ALICE GRENIER NEBOUT, Nostalgie d’un Paradis Perdu

ALICE GRENIER NEBOUT, Nostalgie d’un Paradis Perdu

Alice Grenier Nebout est une artiste Franco-Canadienne qui vit et travaille à Paris, et nous a donné rendez-vous dans son charmant studio parisien où elle nous présente ses fantasmes sur toiles. 

Tu me disais que tout a commencé avec une barque un été, raconte nous cette histoire.  

Cette histoire c’est celle d’une petite fille partie en vacances avec son papa mais qui s’ennuyait terriblement. Ce père, qui n’est autre que le mien, lui confia pinceaux et peinture pour l’occuper. La jeune fille jeta son dévolu pictural sur une vielle barque au bord du lac à coté duquel ils résidaient. 

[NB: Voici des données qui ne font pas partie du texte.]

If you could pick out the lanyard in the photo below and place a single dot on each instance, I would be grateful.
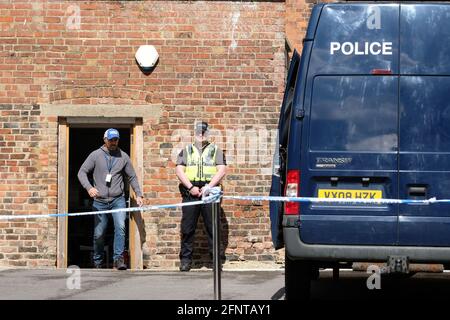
(110, 163)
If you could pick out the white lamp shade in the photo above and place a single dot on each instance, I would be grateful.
(146, 56)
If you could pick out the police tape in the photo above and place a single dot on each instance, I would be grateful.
(209, 199)
(337, 200)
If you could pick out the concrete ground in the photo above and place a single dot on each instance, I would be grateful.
(89, 284)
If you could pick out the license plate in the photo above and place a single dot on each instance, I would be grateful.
(350, 194)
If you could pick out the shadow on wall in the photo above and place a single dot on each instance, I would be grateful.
(201, 257)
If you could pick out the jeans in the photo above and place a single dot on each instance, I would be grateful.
(189, 224)
(101, 223)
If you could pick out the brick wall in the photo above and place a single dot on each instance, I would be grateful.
(222, 62)
(28, 168)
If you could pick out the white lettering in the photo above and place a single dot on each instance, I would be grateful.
(387, 48)
(373, 51)
(334, 46)
(357, 52)
(350, 48)
(374, 18)
(356, 48)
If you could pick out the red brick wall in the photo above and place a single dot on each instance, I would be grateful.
(222, 62)
(28, 171)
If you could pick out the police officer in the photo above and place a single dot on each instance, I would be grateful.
(200, 165)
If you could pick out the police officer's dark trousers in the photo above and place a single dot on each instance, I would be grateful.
(189, 223)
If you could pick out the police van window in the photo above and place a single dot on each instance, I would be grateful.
(425, 39)
(424, 114)
(356, 39)
(354, 113)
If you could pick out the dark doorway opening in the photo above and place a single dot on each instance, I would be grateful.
(82, 141)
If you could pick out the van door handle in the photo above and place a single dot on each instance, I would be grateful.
(417, 191)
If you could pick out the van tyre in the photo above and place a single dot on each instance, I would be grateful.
(297, 279)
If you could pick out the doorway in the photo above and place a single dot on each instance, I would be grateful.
(82, 141)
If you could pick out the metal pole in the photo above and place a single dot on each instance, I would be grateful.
(216, 249)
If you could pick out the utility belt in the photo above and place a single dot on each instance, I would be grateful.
(185, 192)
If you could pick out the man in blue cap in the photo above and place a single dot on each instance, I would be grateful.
(200, 165)
(109, 164)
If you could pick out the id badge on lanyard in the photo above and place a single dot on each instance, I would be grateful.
(110, 165)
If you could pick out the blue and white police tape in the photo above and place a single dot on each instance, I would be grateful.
(337, 200)
(213, 197)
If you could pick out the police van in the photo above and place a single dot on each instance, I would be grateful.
(365, 115)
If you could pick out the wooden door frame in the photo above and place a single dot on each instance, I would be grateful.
(136, 229)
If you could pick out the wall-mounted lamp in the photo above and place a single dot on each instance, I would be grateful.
(146, 57)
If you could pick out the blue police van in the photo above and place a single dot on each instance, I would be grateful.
(365, 114)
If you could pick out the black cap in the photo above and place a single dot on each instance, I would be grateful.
(201, 127)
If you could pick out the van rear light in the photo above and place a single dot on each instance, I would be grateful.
(292, 190)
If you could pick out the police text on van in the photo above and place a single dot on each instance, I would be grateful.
(358, 49)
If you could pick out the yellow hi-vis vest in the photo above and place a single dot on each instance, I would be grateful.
(201, 167)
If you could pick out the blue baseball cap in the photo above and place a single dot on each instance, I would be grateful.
(111, 134)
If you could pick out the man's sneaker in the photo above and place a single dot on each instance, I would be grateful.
(119, 264)
(185, 266)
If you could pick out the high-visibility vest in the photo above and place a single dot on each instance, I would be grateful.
(201, 167)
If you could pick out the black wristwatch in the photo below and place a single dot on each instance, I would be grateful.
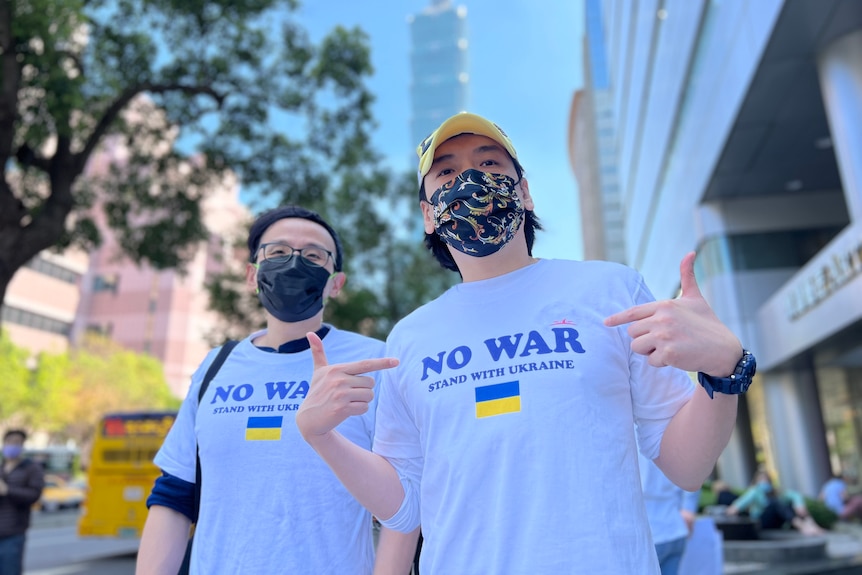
(734, 384)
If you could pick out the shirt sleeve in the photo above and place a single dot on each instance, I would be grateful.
(658, 393)
(174, 493)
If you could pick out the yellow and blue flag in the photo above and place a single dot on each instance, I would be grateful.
(263, 428)
(498, 399)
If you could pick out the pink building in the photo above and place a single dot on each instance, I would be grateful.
(42, 300)
(56, 299)
(163, 313)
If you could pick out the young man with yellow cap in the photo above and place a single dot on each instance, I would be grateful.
(512, 407)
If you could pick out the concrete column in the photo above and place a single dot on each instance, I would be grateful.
(796, 429)
(840, 69)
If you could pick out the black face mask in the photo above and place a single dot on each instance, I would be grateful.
(291, 291)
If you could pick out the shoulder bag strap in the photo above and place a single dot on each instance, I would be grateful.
(213, 369)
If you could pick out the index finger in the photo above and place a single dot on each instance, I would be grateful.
(318, 355)
(635, 313)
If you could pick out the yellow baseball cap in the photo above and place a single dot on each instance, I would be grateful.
(463, 123)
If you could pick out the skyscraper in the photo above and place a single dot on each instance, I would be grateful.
(438, 60)
(594, 151)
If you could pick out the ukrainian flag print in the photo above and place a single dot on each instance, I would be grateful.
(498, 399)
(263, 428)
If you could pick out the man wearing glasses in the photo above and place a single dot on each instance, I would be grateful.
(268, 504)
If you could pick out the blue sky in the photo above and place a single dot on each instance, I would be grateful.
(525, 62)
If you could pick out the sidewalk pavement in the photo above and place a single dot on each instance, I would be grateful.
(843, 549)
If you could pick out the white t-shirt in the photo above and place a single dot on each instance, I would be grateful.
(511, 417)
(269, 503)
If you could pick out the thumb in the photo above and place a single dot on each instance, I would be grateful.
(318, 355)
(687, 281)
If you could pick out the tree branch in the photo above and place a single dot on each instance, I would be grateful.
(11, 78)
(123, 100)
(27, 157)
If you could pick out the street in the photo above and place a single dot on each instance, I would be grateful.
(54, 548)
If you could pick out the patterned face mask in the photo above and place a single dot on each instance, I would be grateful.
(478, 212)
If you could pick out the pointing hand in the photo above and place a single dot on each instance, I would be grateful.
(683, 332)
(336, 391)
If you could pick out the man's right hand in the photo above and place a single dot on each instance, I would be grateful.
(336, 391)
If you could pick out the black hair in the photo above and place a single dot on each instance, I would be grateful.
(440, 250)
(12, 432)
(266, 219)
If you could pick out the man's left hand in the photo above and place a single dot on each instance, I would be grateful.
(682, 332)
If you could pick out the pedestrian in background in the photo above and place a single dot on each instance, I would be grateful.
(21, 484)
(268, 504)
(671, 511)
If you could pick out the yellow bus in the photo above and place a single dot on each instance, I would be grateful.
(121, 473)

Cette embarcation devint ma bouée de sauvetage, à la fois support artistique et clef vers un autre monde. Je passais mes journées sur ce lac à observer les poissons, les grenouilles et les oiseaux. Quelque part, je suis toujours cette même enfant qui découvre le monde. Au fond, cette barque symbolise ma rencontre à la peinture et à la nature, deux éléments essentiels dans ma pratique artistique. 

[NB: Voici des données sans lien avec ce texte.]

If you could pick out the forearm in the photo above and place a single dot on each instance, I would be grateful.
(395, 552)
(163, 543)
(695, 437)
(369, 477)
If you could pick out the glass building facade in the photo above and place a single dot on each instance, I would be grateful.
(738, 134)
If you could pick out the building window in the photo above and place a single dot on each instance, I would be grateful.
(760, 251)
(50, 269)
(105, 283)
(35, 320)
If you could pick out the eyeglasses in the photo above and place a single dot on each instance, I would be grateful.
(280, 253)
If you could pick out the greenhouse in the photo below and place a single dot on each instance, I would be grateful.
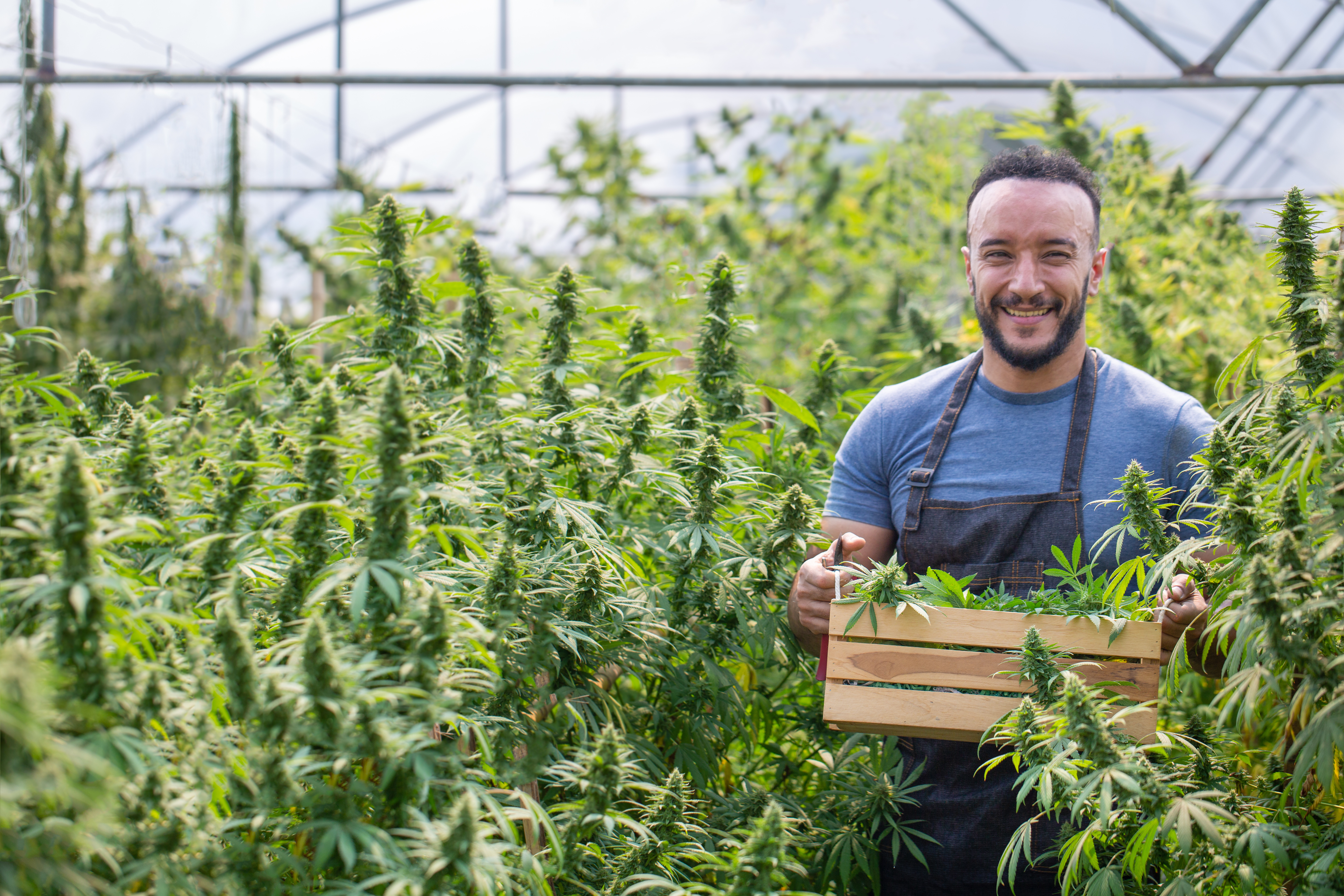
(596, 448)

« Je cherche à réunir l’humain à son environnement naturel »

L’homme, la nature et l’animal, trois motifs qui reviennent dans tes peintures.

Ce trio presque sacré chez moi compose mes toiles à la fois dans la forme et le fond. Je cherche à réunir l’humain à son environnement naturel ce qui nécessite des couleurs capables d’unir nature, animal et homme comme le bleu qui rappelle la mer et sa profondeur, le mystère ou le  troisième oeil qui nous ouvre au monde et à ses connaissances. De plus, il est important qu’il y ait cette unité où ces éléments deviennent universalité du monde. 

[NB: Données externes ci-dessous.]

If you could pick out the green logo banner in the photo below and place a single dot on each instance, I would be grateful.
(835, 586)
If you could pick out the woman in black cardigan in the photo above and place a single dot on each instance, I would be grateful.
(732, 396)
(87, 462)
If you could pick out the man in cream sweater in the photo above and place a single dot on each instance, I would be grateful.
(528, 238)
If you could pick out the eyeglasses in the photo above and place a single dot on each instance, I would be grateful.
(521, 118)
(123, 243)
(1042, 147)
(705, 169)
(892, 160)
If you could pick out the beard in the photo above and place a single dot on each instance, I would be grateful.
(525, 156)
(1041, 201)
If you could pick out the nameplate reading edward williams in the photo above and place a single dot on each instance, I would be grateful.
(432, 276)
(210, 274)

« Ces peintures sont ma seule manière de contribuer au sauvetage de la nature. »

Représenter la nature aujourd’hui n’est pas innocent. 

Il n’y a rien d’innocent de ma part à représenter la nature et de l’assembler à l’homme car je suis dévastée par les récents événements climatiques. Utiliser cette nature dans mes toiles c’est le seul moyen de faire comprendre aux gens la situation écologique dans laquelle nous nous trouvons. Lier animal, homme et nature permet de faire prendre conscience aux regardeurs que nous devons respecter notre monde. Ces peintures sont ma seule manière de contribuer au sauvetage de la nature.

Il y a finalement quelque chose de très utopique au fond dans ton travail, l’unité rêvée de toute chose entre elles. 

Absolument, je m’éloigne de la réalité pour créer ce monde à moi dans lequel je me sens bien où la nature est protégée, un monde où l’harmonie est le maître-mot. Je préfère inventer ma propre réalité que de représenter une réalité déjà présente. Ces tableaux sont comme des boucliers, ils me protègent contre le monde extérieur, contre la réalité.  

La rencontre de ta vision avec la nature nous donne l’impression d’observer des jardins édéniques!

Je n’arrête pas de représenter des jardins d’Eden. C’est un sujet qui sera toujours récurent, un motif que je vais répéter toute ma vie. Pour moi, on vient tous de là, on est tous des cousins. Bien sûr, je me détache de la dimension religieuse et je n’en garde que cette idée d’unité et d’harmonie. Tout est question d’habitude mentale, le regardeur occidental est habitué aux codes visuels bibliques ce qui lui permet de pénétrer dans ces univers que je crée. 

Le jardin d’Eden c’est aussi un homme et une femme, l’égalité dans la dualité des sexes. 

Tout à fait, mes tableaux se construisent aussi par la dualité entre masculin et féminin. Il y a quelque chose d’intéressant dans la verticalité des troncs qui scandent mes tableaux ; des symboliques qui reviennent à la sexualité et la masculinité. Ces troncs sont la structure même de mes tableaux. Quand les arbres sont peints, j’ai mon équilibre. Sans cette verticalité masculine je suis perdue dans ces montagnes très féminines et onduleuses où tout est plus souple. L’équilibre ne peut exister que lorsque celui des sexes est respecté. 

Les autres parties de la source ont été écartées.